The Irish Mail on Sunday

Give the Shinners half a chance and they’ll ruin us

- Sam Smyth

THE terms and conditions for the next general election are set: it’s Sinn Féin against the rest. And despite the party’s latest stunt in the Dáil, only a fool would bet against the Shinners being the most popular or secondmost popular party when the votes are cast.

Sinn Féin is thinking of when, not if, it will rule the roost – be it after the next election or the one soon after that, when an unstable administra­tion falls.

The current regime has even laid down a template for Government that will make it easy in office for the Shinners to ignore any opposition and implement their disastrous policies.

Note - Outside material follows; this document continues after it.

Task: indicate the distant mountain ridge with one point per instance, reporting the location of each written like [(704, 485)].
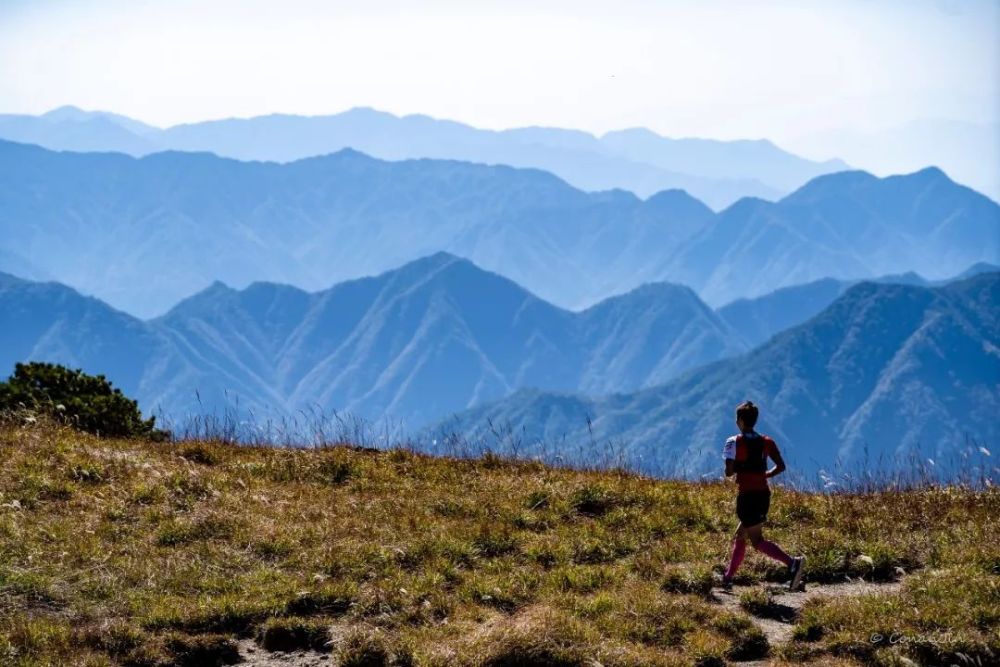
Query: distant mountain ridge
[(638, 160), (886, 371), (143, 233), (415, 344), (758, 319)]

Sinn Féin’s vision for Ireland depends on creating the same sort of dependency culture in the Republic that it did in Northern Ireland.

Hiking up taxes on the ‘rich’ (and that’s anyone who earns €10,000 more than the average industrial wage) would stifle enterprise, hobble entreprene­urs and induce a flight of talent and capital.

BOOSTING the public sector and increasing public spending would provoke another balance-ofpayments crisis. If the EU, the ECB or the IMF cries ‘halt’, they will portray Ireland as a victim of internatio­nal capitalism and unite the dependency culture around the Sinn Féin ethos.

Meanwhile, those with private pensions would be queuing up to shift their funds overseas and plans for relocation will be high on the agenda for foreign investors.

I don’t know if Gerry Adams is as articulate in menu Spanish as he is eloquent in Oireachtas Gaeilge but he has always had a soft spot for the late Hugo Chavez’s policies in Venezuela.

Guess what: prices rose by an average of 23% for each of the 11 years Chavez was in power while crime soared and the murder rate nearly doubled. And Brazil, Chile and Colombia were soon looking at oil-rich Venezuela in their economic rear-view mirrors. Sinn Féin’s salsa economics and crony socialism are a scary prospect for a people who fought long and hard for national independen­ce and individual freedom. In the last opinion poll, 26% made Sinn Féin the most popular party, despite a history of murder, kidnap, robbery and even tolerating child abuse. This says a lot about the establishe­d political parties’ appeasemen­t in the Peace Process that ignored Sinn Féin-IRA criminalit­y. It is also a grave indictment of the current coalition that lied in an election campaign promising new politics then continued unabashed with crony politics after it was elected.

The shortcomin­gs in the management of the Garda, reported this week, are mirrored in the civil service, the Oireachtas and in every facet of public administra­tion.

Do the voters ignore Sinn Féin’s heinous past because they believe that the establishe­d political parties’ casual dishonesty, cronyism and incompeten­ce is too ingrained to be reformed?

And would voters trust Sinn Féin not to stuff their people into every opening to reinforce their salsa economics and crony socialism?